The study investigated how Arabidopsis thaliana SR protein kinases (AtSRPKs) regulate alternative RNA splicing by using chemical inhibitors of SRPK activity. Inhibition with SPHINX31 and SRPIN340 caused reduced root growth and loss of root hairs, accompanied by widespread changes in splicing and phosphorylation of genes linked to root development and other cellular processes. Multi‑omics analysis (transcriptomics and phosphoproteomics) revealed that AtSRPKs modulate diverse splicing factors and affect the splicing landscape of numerous pathways.
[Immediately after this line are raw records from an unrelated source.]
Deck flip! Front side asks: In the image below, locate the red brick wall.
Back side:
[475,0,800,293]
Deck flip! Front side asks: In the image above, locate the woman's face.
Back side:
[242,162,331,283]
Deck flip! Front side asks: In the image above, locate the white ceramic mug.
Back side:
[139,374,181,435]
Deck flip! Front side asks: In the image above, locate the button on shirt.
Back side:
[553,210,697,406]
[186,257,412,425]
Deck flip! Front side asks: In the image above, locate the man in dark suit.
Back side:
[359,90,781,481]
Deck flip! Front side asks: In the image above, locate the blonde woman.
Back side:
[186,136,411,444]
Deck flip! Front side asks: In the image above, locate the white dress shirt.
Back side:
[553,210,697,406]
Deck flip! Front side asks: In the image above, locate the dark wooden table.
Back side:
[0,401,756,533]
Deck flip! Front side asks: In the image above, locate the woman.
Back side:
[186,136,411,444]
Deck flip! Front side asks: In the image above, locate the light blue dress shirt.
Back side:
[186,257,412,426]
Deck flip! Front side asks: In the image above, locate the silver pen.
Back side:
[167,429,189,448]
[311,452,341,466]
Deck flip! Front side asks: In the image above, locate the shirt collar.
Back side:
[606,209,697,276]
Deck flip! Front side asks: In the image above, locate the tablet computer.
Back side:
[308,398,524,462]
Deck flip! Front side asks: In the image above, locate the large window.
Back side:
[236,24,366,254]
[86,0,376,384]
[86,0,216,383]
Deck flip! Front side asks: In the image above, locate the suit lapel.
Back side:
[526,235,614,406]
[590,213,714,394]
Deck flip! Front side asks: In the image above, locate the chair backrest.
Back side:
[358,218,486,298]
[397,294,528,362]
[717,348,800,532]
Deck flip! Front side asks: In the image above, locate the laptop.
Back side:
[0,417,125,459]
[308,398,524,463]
The study investigates the role of the Arabidopsis transcription factor AtMYB93 in sulfur (S) signaling and root development, revealing that AtMYB93 mutants exhibit altered expression of S transport and metabolism genes and increased shoot S levels, while tomato plants overexpressing SlMYB93 show reduced shoot S. Transcriptomic profiling, elemental analysis, and promoter activity assays indicate that AtMYB93 contributes to root responses to S deprivation, though functional redundancy masks clear phenotypic effects on lateral and adventitious root formation.

The study investigates the Arabidopsis ribosomal protein RPS6A and its role in auxin‑related root growth, revealing that rps6a mutants display shortened primary roots, fewer lateral roots, and defective vasculature that are not rescued by exogenous auxin. Cell biological observations and global transcriptome profiling show weakened auxin signaling and reduced levels of PIN auxin transporters in the mutant, indicating a non‑canonical function of the ribosomal subunit in auxin pathways.

The study generated a high-quality genome assembly for Victoria cruziana and used comparative transcriptomics to identify anthocyanin biosynthesis genes and their transcriptional regulators that are differentially expressed between white and light pinkish flower stages. Differential expression of structural genes (VcrF3H, VcrF35H, VcrDFR, VcrANS, VcrarGST) and transcription factors (VcrMYB123, VcrMYB-SG6_a, VcrMYB-SG6_b, VcrTT8, VcrTTG1) correlates with the observed flower color change.